2. A Fortress Balance Sheet with a Growing Cash Pile
The ability to sustain higher dividends while profits contract is only possible because of what I would call a “fortress” balance sheet. As of 31 March 2026, the Group’s cash and bank balances climbed to S57.9 million, up from S52.4 million the year prior. In a high-interest-rate environment, where capital is expensive, having S$58 million in liquid ammunition is a massive competitive advantage.
Even more impressive is the Group’s debt profile. Bank loans repayable within one year were slashed to just S$336,000, while bank loans repayable after one year dropped to exactly zero. This lack of long-term debt isolates the company from credit market volatility. This “war chest” isn’t just for defense; the Group has explicitly signaled its intention to use this capital for “synergistic business combinations” and to scale its manufacturing and logistics capabilities. For a snack brand, the factory floor is just as critical as the storefront, and Old Chang Kee has the cash to make its production line even more efficient.
3. The Quiet Growth of Non-Retail Channels
While the kiosks at MRT stations remain the face of the business, the real growth story is happening in the “non-outlet” segment. Analysis of the Group’s revenue reveals that while retail outlet sales grew by a marginal 0.6% (reaching S90.6 million), non-retail sales—comprising delivery, catering, and B2B services—surged by 8.3% to S12.9 million.
This shift is a strategic necessity. Non-outlet sales now represent 12.4% of total revenue, up from 11.6% just a year ago. By leaning into corporate catering and delivery, Old Chang Kee is successfully bypassing the crushing overhead of “prime location” rentals and the persistent manpower shortages exacerbated by Singapore’s ageing demographics and the progressive wage model policy.
Furthermore, a keen eye on the administrative expenses reveals a modern cost of doing business: bank charges rose this year due to an increase in digital payment transactions. While these “merchant rates” clip the margin, they are the table stakes for a brand evolving alongside a digital-first consumer base.
4. Maintaining the 69% Margin Wall
In an era of food-cost inflation, maintaining a gross profit margin is an uphill battle. Yet, Old Chang Kee managed to hold its “margin wall” at a remarkably stable 69.2% for FY2026—matching its FY2025 performance.
This stability is counter-intuitive. With food costs and labor rising, the margin should have eroded. The company credited “gross margin optimisations,” cost reduction measures, and operational streamlining for this feat. Essentially, they are finding ways to produce the same curry puff more efficiently, allowing them to absorb rising input costs without sacrificing the core profitability of the product itself. It is a masterclass in retail operational discipline.
Key Financial Performance Visualized
The following table highlights the tension between rising revenue and cash reserves against the contraction in pre-tax profit.

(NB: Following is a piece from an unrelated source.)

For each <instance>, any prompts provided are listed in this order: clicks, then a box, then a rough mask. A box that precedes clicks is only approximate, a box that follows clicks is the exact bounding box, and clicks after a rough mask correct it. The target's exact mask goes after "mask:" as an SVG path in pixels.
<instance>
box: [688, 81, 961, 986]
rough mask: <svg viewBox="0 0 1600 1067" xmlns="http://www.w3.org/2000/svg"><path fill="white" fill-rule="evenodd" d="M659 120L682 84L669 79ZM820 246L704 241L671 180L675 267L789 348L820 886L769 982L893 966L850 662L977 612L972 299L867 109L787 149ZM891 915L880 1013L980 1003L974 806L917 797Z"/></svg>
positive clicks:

| Metric | FY2025 (S$’000) | FY2026 (S$’000) | Change (%) |
| Revenue | 101,952 | 103,476 | +1.5% |
| Gross Profit | 70,588 | 71,588 | +1.4% |
| Profit Before Tax | 13,443 | 11,756 | -12.5% |
| Cash and Bank Balances | 52,438 | 57,916 | +10.4% |
Resilience in Every Bite
Old Chang Kee’s FY2026 performance is defined by a calculated trade-off. The company is allowing its net profit to absorb the “inflationary shocks” of the Singaporean market—namely labor constraints and rising supply costs—while simultaneously doubling down on shareholder returns and building a massive cash reserve.

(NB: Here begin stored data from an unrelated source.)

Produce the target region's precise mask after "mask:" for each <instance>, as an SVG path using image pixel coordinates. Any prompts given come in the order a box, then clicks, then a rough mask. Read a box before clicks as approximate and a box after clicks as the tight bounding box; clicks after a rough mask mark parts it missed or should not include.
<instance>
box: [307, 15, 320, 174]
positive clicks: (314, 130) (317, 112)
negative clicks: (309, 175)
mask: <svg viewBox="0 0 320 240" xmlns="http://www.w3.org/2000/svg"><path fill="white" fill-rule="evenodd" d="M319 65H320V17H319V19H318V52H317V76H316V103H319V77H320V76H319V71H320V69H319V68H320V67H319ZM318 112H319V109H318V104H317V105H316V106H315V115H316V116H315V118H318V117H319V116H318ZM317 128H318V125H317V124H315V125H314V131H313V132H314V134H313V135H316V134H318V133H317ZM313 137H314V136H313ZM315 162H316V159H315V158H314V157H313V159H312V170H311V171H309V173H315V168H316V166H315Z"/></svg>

With Net Asset Value increasing from S0.47 to S0.53 per share, the intrinsic value of the company is undeniably growing. The Group has zero long-term bank debt and nearly S$58 million in the bank, positioning it perfectly to acquire smaller competitors or expand its manufacturing footprint when the right opportunity arises. For the savvy investor, the question is now clearer: Given its aggressive dividend hike and ironclad balance sheet, is Old Chang Kee now more of a “value play” or a “defensive cash cow” for the years ahead?